Tolga
Saat baya geç olmuştu pırıllardan kalktım evime geçtim, banyoya duş almak için geçtim duştan çıktıktan sonra banyodaki aynadan kendime bakıyordum.Çok mu tepki göstermiştim gerçekten, konuşarak halledebilirdik,bunu hep ben söylüyordum biz herşeyi konuşarak halledicektik ne olmuştu da ben böyle delice öfkeme sığınmıştım.
Kendimi o kadar çaresiz o kadar çıkmaza hapis olmuş gibi hissediyordum ki, kırmıştım işte hem onun kalbini hem de kendi kalbimi.

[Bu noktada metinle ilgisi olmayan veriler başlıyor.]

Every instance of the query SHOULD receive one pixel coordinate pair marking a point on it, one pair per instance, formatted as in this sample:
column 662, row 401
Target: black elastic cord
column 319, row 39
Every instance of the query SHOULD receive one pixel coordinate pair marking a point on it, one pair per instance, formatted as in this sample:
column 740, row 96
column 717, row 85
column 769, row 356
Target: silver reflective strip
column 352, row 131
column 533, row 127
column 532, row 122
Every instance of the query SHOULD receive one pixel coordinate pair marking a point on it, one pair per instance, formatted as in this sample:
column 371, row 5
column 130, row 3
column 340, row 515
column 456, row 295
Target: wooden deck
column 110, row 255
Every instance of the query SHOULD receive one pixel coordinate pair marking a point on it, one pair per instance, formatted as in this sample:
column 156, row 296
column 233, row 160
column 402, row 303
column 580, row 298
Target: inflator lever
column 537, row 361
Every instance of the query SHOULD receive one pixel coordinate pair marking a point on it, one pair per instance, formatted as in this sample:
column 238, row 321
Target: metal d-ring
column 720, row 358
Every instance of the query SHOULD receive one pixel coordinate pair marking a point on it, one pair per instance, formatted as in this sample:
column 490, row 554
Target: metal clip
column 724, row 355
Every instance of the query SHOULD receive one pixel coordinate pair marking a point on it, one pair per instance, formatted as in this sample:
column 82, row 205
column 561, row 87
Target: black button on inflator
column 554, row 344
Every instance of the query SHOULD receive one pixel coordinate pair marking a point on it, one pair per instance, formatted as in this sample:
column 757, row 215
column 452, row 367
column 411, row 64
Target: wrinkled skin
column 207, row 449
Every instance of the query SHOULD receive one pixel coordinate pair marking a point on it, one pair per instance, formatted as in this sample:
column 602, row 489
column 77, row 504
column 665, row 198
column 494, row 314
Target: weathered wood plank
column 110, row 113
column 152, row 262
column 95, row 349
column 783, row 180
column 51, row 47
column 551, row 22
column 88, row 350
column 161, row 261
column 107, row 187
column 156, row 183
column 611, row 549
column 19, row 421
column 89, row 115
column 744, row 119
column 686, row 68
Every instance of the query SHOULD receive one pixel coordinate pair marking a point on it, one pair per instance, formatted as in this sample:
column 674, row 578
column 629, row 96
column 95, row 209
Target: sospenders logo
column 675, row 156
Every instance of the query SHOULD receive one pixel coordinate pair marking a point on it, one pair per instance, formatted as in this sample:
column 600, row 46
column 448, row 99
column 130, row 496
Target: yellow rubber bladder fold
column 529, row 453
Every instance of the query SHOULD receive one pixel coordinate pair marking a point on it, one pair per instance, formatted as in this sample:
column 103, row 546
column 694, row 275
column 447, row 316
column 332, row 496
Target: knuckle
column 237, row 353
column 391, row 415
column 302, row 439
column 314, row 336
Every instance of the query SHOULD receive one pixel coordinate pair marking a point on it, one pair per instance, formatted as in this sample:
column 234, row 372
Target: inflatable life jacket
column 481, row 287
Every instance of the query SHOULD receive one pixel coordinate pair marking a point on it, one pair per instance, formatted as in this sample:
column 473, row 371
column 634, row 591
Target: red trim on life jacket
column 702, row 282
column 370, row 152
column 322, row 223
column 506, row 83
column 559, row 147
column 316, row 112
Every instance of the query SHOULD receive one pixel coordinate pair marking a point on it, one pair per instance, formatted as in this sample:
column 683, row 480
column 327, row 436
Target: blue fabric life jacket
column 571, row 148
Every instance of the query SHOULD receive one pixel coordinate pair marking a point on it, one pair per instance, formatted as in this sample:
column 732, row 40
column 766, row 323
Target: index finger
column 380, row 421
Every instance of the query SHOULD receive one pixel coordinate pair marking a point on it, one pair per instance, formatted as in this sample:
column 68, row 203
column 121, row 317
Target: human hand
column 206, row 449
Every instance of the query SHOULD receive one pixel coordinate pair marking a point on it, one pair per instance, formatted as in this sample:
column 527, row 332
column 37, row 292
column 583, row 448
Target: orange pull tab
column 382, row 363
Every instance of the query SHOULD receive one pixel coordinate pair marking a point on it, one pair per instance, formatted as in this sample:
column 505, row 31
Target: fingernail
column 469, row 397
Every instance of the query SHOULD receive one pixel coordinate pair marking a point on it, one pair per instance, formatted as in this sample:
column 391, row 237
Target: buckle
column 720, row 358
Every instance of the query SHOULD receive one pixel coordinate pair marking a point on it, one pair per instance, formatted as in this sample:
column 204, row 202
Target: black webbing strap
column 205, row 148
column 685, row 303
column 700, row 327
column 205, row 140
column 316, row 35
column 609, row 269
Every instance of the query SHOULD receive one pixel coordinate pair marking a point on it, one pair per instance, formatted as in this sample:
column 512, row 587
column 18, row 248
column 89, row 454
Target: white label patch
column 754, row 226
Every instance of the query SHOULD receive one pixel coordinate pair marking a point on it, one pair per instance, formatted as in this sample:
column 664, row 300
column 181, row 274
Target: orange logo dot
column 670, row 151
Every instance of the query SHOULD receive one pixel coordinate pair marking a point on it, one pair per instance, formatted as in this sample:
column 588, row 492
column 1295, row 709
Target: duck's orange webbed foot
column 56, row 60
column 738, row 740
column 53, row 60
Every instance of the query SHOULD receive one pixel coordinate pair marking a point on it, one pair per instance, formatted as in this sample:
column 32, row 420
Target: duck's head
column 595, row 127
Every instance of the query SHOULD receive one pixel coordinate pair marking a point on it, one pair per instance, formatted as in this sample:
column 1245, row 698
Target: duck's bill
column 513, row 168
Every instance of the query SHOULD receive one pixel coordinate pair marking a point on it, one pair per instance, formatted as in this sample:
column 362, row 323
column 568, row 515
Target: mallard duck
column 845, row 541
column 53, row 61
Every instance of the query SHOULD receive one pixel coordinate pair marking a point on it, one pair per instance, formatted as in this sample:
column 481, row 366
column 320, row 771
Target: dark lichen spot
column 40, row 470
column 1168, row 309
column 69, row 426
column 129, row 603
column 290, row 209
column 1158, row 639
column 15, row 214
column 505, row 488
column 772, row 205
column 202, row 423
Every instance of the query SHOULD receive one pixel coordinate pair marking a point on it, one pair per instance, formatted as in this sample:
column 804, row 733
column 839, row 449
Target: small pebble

Aşk tehlikeli şeydi doğrusu,aşk tehlikeli şeydi ama aşkın öfkesi daha tehlikeliydi doğrusu, neydi ki beni bu denli öfkelendiren ona döndüğümde onu bulamamak mı yoksa o itin telefonunu açmış olması mı.
Ben bunları düşünürken gözüm aynanın önünde Aybüke'nin diş fırçasına dalıyor.Olmuştu işte onu hatırlatacak birşeyler olmuştu bu evde ama hayal ettiğim gibi değil şimdi onu hatırlatacak bir şeyler vardı bu evde ama o yoktu.
Aptalca bir durum yaşıyordum şuan hem hata yaptığımın farkındaydım hemde bu hatadan dönmek istemediğiminde farkındaydım,neydi ki bu inat mı gurur mu neydi bilmiyorum hiç bilmiyorum...
2 gün sonra
Aybüke
İlayda iki gündür bende kalıyordu bana çok destek olmuştu. Beni mutlu etmek için herşeyi yapıyordu. Canım arkadaşım. Kahvaltı hazırlıyordum bende ilaydaya, sonra sete geçicektik.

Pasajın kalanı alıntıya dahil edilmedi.